Der Berliner Bauunternehmer Klaus Keller (Rolf Becker) wird an seinem 90. Geburtstag erschossen auf seiner Terrasse aufgefunden. Um seinen Hals trägt er ein Schild mit der Aufschrift: "Ich war zu feige, für Deutschland zu kämpfen". Kellers Firma plante ein Holocaust-Gedenkzentrum in Israel. Handelt es sich also um einen antisemitischen Anschlag? Kurz nach Klaus Keller stirbt auch dessen Bruder Gert. Die beiden Männer verband ein tragisches Schicksal, das die Familie seit drei Generationen prägt und zu zahlreichen Konflikten führt.

Warum lohnt sich dieser "Tatort"?

Wiedervereinigung ist das zentrale Thema dieses "Tatorts" und wann wäre es passender als zum 30. Jubiläum der Deutschen Einheit. Der Film zeigt eindrücklich, wie die deutsch-deutsch Teilung Familien zerrissen und zu konträren Lebensbiografien geführt hat. Drehbuchautor Christoph Darnstädt geht sogar noch weiter zurück und thematisiert die Frage von Schuld und Vergebung im Zusammenhang mit den Naziverbrechen des Zweiten Weltkrieges. Es geht um die immer noch vorhandenen Differenzen zwischen Ost- und Westdeutschland, das Verhältnis von Deutschland zu Israel, das Erstarken rechter Parteien und ganz vordergründig um eine Familie, die die Geschichte entzweit hat. 

Was stört?

Die Auflösung des Falls gerät zum Ende etwas theatralisch, denn eigentlich ist schon früh klar, in welche Richtung es geht. Trotzdem ist es kein Krimi zum nebenbei gucken. Man muss genau aufpassen, um alle Verwicklungen zu verstehen. "Tatort"-Fans dürfte die Geschichte zudem an den Fall "Das Leben nach dem Tod" erinnern, der im vergangenen Jahr zum 30-jährigen Jubiläum des Mauerfalls ausgestrahlt wurde. Auch dort gab es einen toten Rentner und eine Auseinandersetzung mit der deutsch-deutschen Geschichte.

Die Kommissare?

Es ist ein Fall, der die Kommissare Nina Rubin (Meret Becker) und Robert Karow (Mark Waschke) auch persönlich tangiert.

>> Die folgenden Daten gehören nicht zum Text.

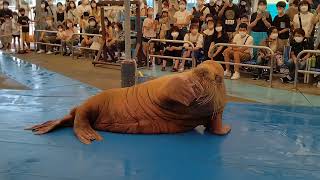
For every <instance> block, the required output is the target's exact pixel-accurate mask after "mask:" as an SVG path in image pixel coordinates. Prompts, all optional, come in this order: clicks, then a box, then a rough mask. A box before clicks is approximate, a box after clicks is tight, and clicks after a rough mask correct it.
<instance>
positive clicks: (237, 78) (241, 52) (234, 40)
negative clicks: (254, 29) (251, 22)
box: [224, 24, 253, 80]
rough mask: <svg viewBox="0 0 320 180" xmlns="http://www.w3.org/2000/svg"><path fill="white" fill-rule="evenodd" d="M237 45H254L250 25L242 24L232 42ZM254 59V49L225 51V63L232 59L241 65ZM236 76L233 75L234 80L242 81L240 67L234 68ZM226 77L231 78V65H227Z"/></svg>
mask: <svg viewBox="0 0 320 180" xmlns="http://www.w3.org/2000/svg"><path fill="white" fill-rule="evenodd" d="M232 43H233V44H236V45H253V38H252V37H251V36H250V35H249V34H248V25H247V24H240V25H239V31H238V34H236V35H235V36H234V38H233V41H232ZM252 57H253V50H252V48H248V47H229V48H227V49H226V50H225V51H224V61H225V62H230V58H233V59H234V62H235V63H240V62H241V61H249V60H250V59H251V58H252ZM234 70H235V72H234V74H233V75H232V77H231V79H232V80H237V79H240V72H239V66H238V65H235V66H234ZM224 75H225V76H226V77H230V76H231V71H230V64H226V71H225V72H224Z"/></svg>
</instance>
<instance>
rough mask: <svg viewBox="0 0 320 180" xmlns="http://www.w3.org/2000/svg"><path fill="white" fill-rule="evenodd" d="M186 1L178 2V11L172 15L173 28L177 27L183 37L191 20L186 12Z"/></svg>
mask: <svg viewBox="0 0 320 180" xmlns="http://www.w3.org/2000/svg"><path fill="white" fill-rule="evenodd" d="M186 8H187V1H186V0H181V1H179V11H177V12H176V13H175V14H174V16H173V17H174V18H175V23H174V25H175V26H178V27H179V29H180V33H182V35H183V36H184V35H185V34H186V33H187V32H188V26H189V23H190V20H191V13H190V12H188V11H187V9H186Z"/></svg>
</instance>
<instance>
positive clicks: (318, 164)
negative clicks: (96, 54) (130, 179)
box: [0, 55, 320, 180]
mask: <svg viewBox="0 0 320 180" xmlns="http://www.w3.org/2000/svg"><path fill="white" fill-rule="evenodd" d="M0 69H1V72H2V73H4V74H6V75H8V76H10V77H11V78H13V79H15V80H17V81H18V82H20V83H22V84H24V85H27V86H28V87H30V88H31V89H32V90H27V91H16V90H1V91H0V180H20V179H21V180H29V179H30V180H57V179H58V180H60V179H71V180H72V179H76V180H82V179H83V180H88V179H90V180H93V179H108V180H113V179H116V180H118V179H137V180H151V179H152V180H158V179H183V180H188V179H190V180H194V179H199V180H200V179H201V180H202V179H204V180H206V179H221V178H224V179H228V180H229V179H237V180H238V179H246V180H248V179H254V180H256V179H259V180H260V179H262V180H263V179H268V180H270V179H281V180H284V179H285V180H289V179H290V180H292V179H319V178H320V163H319V162H320V143H319V142H320V141H319V140H320V108H312V107H290V106H275V105H273V106H271V105H262V104H242V103H230V104H228V106H227V108H226V111H225V114H224V119H225V122H226V123H229V124H231V126H232V132H231V134H229V135H228V136H224V137H219V136H213V135H210V134H208V133H202V132H201V130H195V131H193V132H189V133H183V134H176V135H123V134H113V133H107V132H100V134H101V135H102V136H103V137H104V141H102V142H94V143H93V144H92V145H83V144H81V143H80V142H79V141H78V140H77V139H76V138H75V136H74V135H73V132H72V129H70V128H68V129H61V130H58V131H55V132H53V133H50V134H47V135H43V136H35V135H32V134H31V133H30V132H29V131H24V130H23V128H25V127H26V126H30V125H32V124H34V123H39V122H42V121H44V120H49V119H55V118H57V117H61V116H63V115H64V114H65V113H67V112H68V110H69V109H70V108H71V107H72V106H74V105H76V104H78V103H80V102H81V101H83V100H84V99H86V98H87V97H88V96H90V95H93V94H95V93H97V92H99V90H98V89H95V88H93V87H90V86H88V85H86V84H82V83H80V82H78V81H74V80H71V79H69V78H66V77H64V76H61V75H59V74H56V73H53V72H50V71H47V70H45V69H42V68H39V67H37V66H35V65H31V64H29V63H26V62H23V61H20V60H19V63H18V61H17V59H12V58H11V57H7V56H3V55H1V56H0Z"/></svg>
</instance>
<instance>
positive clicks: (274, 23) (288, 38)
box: [272, 1, 290, 46]
mask: <svg viewBox="0 0 320 180" xmlns="http://www.w3.org/2000/svg"><path fill="white" fill-rule="evenodd" d="M276 6H277V10H278V15H277V16H276V17H275V18H274V20H273V22H272V24H273V26H275V27H276V28H277V29H278V32H279V41H281V44H283V45H285V46H287V45H289V43H288V39H289V33H290V17H289V16H288V15H287V14H285V13H284V9H285V8H286V3H285V2H284V1H279V2H278V3H277V5H276Z"/></svg>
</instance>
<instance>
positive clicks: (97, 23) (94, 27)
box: [80, 16, 99, 54]
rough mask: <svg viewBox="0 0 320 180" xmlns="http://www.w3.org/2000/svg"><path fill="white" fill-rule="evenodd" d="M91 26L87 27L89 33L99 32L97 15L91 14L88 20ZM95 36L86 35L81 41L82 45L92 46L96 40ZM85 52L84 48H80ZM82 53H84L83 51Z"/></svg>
mask: <svg viewBox="0 0 320 180" xmlns="http://www.w3.org/2000/svg"><path fill="white" fill-rule="evenodd" d="M88 23H89V26H88V27H87V28H86V29H85V33H87V34H99V27H98V23H97V21H96V19H95V17H93V16H91V17H90V18H89V20H88ZM95 39H97V38H95V37H94V36H84V39H83V40H82V42H81V47H90V46H91V45H92V43H93V42H94V41H95ZM80 51H81V52H83V50H82V49H80ZM81 54H82V53H81Z"/></svg>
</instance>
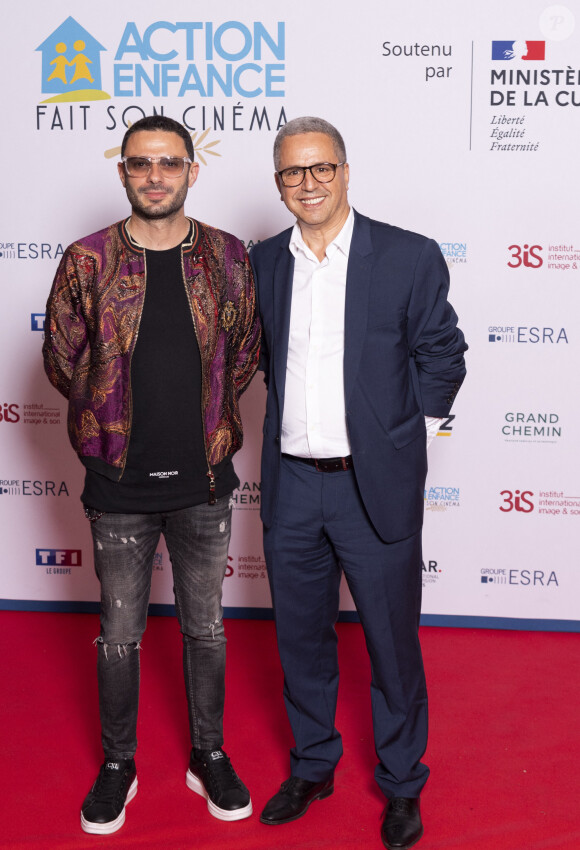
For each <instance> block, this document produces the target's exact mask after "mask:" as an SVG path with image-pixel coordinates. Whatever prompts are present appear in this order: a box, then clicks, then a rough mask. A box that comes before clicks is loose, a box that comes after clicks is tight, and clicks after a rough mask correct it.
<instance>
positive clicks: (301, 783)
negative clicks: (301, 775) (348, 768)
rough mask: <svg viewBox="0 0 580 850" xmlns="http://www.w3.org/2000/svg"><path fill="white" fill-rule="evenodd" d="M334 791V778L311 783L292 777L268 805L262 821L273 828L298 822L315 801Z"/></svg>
mask: <svg viewBox="0 0 580 850" xmlns="http://www.w3.org/2000/svg"><path fill="white" fill-rule="evenodd" d="M333 791H334V776H331V777H330V779H327V780H325V781H324V782H310V781H309V780H308V779H300V777H299V776H291V777H290V779H287V780H286V782H283V783H282V785H281V786H280V790H279V791H278V793H277V794H274V796H273V797H272V799H271V800H269V801H268V802H267V803H266V805H265V806H264V811H263V812H262V814H261V815H260V820H261V822H262V823H267V824H269V825H271V826H275V825H276V824H279V823H289V822H290V821H291V820H297V819H298V818H301V817H302V815H304V814H306V810H307V809H308V806H309V805H310V803H312V801H313V800H324V798H325V797H330V795H331V794H332V792H333Z"/></svg>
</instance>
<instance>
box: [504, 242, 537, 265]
mask: <svg viewBox="0 0 580 850" xmlns="http://www.w3.org/2000/svg"><path fill="white" fill-rule="evenodd" d="M508 251H511V255H510V261H509V263H508V266H509V267H510V269H519V267H520V266H525V267H526V268H527V269H539V268H540V266H542V265H543V262H544V261H543V259H542V246H541V245H527V244H526V245H523V246H522V245H510V246H509V248H508Z"/></svg>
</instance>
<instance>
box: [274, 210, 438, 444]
mask: <svg viewBox="0 0 580 850" xmlns="http://www.w3.org/2000/svg"><path fill="white" fill-rule="evenodd" d="M353 227H354V213H353V211H352V208H351V209H350V212H349V214H348V218H347V219H346V221H345V223H344V225H343V227H342V230H341V231H340V233H338V235H337V236H336V237H335V238H334V239H333V240H332V242H331V243H330V244H329V245H328V247H327V249H326V254H325V256H324V258H323V259H322V260H321V261H319V260H318V258H317V257H316V256H315V254H314V253H313V252H312V251H311V250H310V248H309V247H308V245H307V244H306V243H305V242H304V239H303V238H302V233H301V231H300V227H299V225H298V222H297V223H296V224H295V225H294V229H293V231H292V235H291V237H290V251H291V252H292V254H293V256H294V279H293V283H292V305H291V311H290V333H289V338H288V361H287V364H286V389H285V401H284V413H283V417H282V438H281V449H282V452H284V453H285V454H290V455H294V456H295V457H313V458H330V457H346V456H347V455H349V454H350V442H349V439H348V431H347V427H346V411H345V404H344V310H345V295H346V273H347V266H348V255H349V251H350V242H351V239H352V232H353ZM441 421H442V420H441V419H435V418H434V417H426V424H427V445H429V443H430V442H431V440H432V439H433V437H434V436H435V434H436V433H437V431H438V430H439V425H440V424H441Z"/></svg>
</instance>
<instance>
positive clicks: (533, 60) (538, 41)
mask: <svg viewBox="0 0 580 850" xmlns="http://www.w3.org/2000/svg"><path fill="white" fill-rule="evenodd" d="M491 58H492V59H499V60H501V61H504V62H505V61H506V60H510V59H526V60H527V61H528V62H540V61H542V60H544V59H545V58H546V42H545V41H492V43H491Z"/></svg>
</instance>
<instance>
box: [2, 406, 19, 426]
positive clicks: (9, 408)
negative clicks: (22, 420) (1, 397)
mask: <svg viewBox="0 0 580 850" xmlns="http://www.w3.org/2000/svg"><path fill="white" fill-rule="evenodd" d="M0 422H20V414H19V413H18V405H17V404H6V403H4V404H1V405H0Z"/></svg>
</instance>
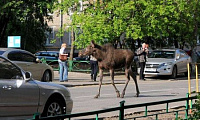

Rubin ist Jüdin, aufgewachsen in Westdeutschland, Karow stammt aus der ehemaligen DDR. Während sie sich vor allem Gedanken über ihren Glauben und das Wohl ihres Sohnes macht, zeigt sich Karow beim Essen mit seinen Eltern von einer erstaunlich familiären Seite. Es wird Tafelspitz serviert und dazu die herrliche Anekdote, dass sich der Kommissar nach der Wende als erstes eine Stretchhose gekauft habe.

Ein- oder Ausschalten?

Der Film ist ein gelungenes "Tatort"-Debüt der 35-jährigen Regisseurin Lena Knauss. Einschalten lohnt sich.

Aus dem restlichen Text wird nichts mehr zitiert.